Liquid AI just released LFM2.5-1.2B-Thinking, a reasoning model that runs entirely on-device with 900 MB of memory. What needed a data center two years ago now fits on any smartphone.
This is the kind of engineering that actually impresses me - not because it's the biggest model or achieves the highest benchmark scores, but because it represents genuine innovation in making AI useful under constraints.
The model is specifically trained for reasoning tasks. It generates internal "thinking traces" before producing answers, enabling systematic problem-solving at edge-scale latency. The approach is similar to what OpenAI did with o1, but in a package 100 times smaller.
According to Liquid AI's benchmarks, LFM2.5-1.2B-Thinking matches or exceeds Qwen3-1.7B (in thinking mode) across most performance metrics, despite having 40% fewer parameters. At inference time, it outperforms both pure transformer models and hybrid architectures in speed and memory efficiency.
The question, as always, is: does it actually work?
I tested it. On my phone. With 900 MB of RAM allocated. And... yeah, it works. Not "works for a demo" or "works on carefully selected examples." It handles tool use, math problems, and instruction following at a level that would have seemed impossible for an on-device model even a year ago.

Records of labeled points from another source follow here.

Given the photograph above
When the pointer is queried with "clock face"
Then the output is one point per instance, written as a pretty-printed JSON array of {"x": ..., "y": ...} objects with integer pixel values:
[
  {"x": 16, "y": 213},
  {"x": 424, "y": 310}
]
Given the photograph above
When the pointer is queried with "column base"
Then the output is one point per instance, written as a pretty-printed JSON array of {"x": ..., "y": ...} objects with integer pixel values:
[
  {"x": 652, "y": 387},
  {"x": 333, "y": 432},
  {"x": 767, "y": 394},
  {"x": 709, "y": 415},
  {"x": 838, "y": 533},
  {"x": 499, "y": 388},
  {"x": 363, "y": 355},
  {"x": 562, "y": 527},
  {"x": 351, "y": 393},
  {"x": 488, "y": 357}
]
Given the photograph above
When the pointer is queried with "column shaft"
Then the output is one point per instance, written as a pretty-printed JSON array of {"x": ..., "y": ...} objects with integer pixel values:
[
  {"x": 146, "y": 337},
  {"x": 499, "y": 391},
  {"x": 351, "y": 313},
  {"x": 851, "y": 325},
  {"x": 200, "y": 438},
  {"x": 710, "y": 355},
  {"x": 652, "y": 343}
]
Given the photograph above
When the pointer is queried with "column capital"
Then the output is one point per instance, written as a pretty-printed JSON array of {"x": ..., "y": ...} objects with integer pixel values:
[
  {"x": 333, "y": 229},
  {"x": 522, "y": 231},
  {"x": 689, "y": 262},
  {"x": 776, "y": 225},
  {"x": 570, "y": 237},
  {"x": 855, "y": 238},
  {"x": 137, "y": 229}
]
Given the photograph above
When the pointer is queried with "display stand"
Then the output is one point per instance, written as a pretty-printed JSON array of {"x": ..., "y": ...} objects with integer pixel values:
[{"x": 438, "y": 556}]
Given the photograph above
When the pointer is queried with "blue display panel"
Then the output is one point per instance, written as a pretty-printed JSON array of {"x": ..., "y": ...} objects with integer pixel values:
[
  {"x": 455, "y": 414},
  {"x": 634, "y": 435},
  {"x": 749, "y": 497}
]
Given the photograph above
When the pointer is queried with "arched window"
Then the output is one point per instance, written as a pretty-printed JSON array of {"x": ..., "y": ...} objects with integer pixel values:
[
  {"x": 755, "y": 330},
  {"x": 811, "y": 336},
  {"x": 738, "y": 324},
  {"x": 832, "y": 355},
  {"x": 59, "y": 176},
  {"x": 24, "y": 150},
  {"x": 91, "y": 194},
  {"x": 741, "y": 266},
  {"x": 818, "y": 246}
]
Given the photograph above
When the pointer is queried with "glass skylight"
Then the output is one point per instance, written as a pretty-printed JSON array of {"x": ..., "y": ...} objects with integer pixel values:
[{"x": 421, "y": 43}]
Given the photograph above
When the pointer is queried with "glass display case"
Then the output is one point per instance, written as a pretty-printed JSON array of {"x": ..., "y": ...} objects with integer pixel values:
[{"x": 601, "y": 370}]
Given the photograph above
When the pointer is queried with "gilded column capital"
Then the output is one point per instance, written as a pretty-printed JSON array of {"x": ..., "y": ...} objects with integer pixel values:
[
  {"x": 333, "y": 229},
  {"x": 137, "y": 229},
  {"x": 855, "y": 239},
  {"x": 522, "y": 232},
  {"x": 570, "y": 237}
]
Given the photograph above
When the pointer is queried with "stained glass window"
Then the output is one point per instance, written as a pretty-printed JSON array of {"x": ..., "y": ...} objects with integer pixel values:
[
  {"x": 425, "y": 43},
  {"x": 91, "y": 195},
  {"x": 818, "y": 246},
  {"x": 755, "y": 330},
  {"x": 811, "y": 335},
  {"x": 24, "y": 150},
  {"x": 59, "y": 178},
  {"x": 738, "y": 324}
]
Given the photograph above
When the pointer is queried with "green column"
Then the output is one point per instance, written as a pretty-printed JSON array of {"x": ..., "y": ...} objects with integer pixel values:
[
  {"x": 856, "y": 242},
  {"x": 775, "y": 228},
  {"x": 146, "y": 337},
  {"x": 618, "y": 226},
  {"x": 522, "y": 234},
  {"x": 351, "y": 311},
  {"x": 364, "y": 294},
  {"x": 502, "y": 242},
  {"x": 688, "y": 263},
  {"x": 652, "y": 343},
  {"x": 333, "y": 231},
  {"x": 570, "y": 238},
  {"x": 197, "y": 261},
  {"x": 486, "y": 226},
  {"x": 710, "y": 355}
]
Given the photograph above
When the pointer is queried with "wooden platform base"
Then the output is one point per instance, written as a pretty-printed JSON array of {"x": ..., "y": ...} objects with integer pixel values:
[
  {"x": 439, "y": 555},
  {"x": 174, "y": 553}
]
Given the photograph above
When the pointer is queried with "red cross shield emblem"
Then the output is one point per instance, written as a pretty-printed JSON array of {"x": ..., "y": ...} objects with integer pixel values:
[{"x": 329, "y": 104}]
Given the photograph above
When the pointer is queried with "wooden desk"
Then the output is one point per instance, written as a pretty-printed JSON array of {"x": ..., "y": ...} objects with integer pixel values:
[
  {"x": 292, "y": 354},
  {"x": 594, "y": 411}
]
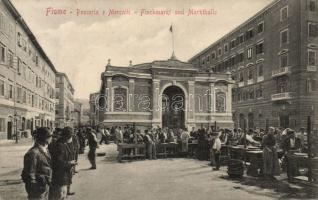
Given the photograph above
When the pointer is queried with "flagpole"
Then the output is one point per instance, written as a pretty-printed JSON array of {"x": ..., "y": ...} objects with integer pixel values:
[
  {"x": 172, "y": 40},
  {"x": 171, "y": 30}
]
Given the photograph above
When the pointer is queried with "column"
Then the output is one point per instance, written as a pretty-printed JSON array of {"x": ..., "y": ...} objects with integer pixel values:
[
  {"x": 109, "y": 95},
  {"x": 131, "y": 95},
  {"x": 229, "y": 99},
  {"x": 212, "y": 101},
  {"x": 191, "y": 103},
  {"x": 155, "y": 103}
]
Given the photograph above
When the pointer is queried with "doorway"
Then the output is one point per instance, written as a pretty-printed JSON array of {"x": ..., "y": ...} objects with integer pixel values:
[
  {"x": 173, "y": 107},
  {"x": 9, "y": 130}
]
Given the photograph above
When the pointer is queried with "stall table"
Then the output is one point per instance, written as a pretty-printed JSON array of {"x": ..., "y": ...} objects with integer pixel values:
[{"x": 131, "y": 151}]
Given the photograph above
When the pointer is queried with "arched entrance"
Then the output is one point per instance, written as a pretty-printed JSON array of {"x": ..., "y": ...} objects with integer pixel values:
[
  {"x": 250, "y": 120},
  {"x": 173, "y": 107},
  {"x": 242, "y": 121}
]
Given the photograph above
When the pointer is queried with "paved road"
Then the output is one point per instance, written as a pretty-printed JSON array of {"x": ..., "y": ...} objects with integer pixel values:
[{"x": 172, "y": 179}]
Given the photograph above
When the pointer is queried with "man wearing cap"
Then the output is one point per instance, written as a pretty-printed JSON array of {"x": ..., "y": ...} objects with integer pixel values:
[
  {"x": 270, "y": 157},
  {"x": 92, "y": 144},
  {"x": 37, "y": 171},
  {"x": 291, "y": 145},
  {"x": 63, "y": 161}
]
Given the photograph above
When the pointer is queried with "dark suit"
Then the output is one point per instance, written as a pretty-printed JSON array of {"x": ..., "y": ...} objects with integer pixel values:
[
  {"x": 287, "y": 145},
  {"x": 61, "y": 157},
  {"x": 37, "y": 173},
  {"x": 292, "y": 168}
]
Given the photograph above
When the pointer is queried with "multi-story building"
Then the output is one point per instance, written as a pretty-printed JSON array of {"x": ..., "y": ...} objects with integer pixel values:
[
  {"x": 273, "y": 59},
  {"x": 93, "y": 108},
  {"x": 78, "y": 112},
  {"x": 166, "y": 93},
  {"x": 64, "y": 105},
  {"x": 27, "y": 77}
]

This matters because on-device AI has been mostly vaporware. Companies love to announce "runs on your phone!" features that are either just calling cloud APIs with extra steps, or are so limited they're useless for real work. LFM2.5 is different - it's a genuine reasoning model that runs locally, with the privacy and latency benefits that implies.
The architecture is also interesting. Liquid AI is using what they call "liquid neural networks" - a different fundamental approach from the transformers that power GPT and similar models. I'm not going to pretend to fully understand the math, but the key advantage seems to be efficiency: they're getting more capability per parameter than transformer models.

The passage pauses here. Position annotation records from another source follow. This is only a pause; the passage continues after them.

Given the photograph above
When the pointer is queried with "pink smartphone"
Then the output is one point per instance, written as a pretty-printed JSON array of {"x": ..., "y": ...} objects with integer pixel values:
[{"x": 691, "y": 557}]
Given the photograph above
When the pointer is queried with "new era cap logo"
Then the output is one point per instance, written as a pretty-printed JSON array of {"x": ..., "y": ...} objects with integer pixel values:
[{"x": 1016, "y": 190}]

What makes this release particularly notable is the ecosystem support. It launched with day-one availability on Hugging Face, LEAP, and Liquid AI's own playground. It's quantized and ready to run. No "coming soon" or "research preview" asterisks.
The use cases are obvious: privacy-sensitive applications where you can't send data to the cloud, offline environments, latency-critical tasks where round-trip time to a server matters, and devices where internet connectivity is expensive or unreliable.
This is also a preview of where the industry is heading. The race to bigger models has practical limits - you can't run a trillion-parameter model on a phone, and most users don't want to. But a 1.2B parameter model that's genuinely useful? That's the kind of innovation that changes what's possible.
The technology is impressive. The question is whether developers build applications that take advantage of it, or if this becomes another "technically cool but practically unused" release.
I'm betting on the former. On-device AI that actually works is too useful to ignore.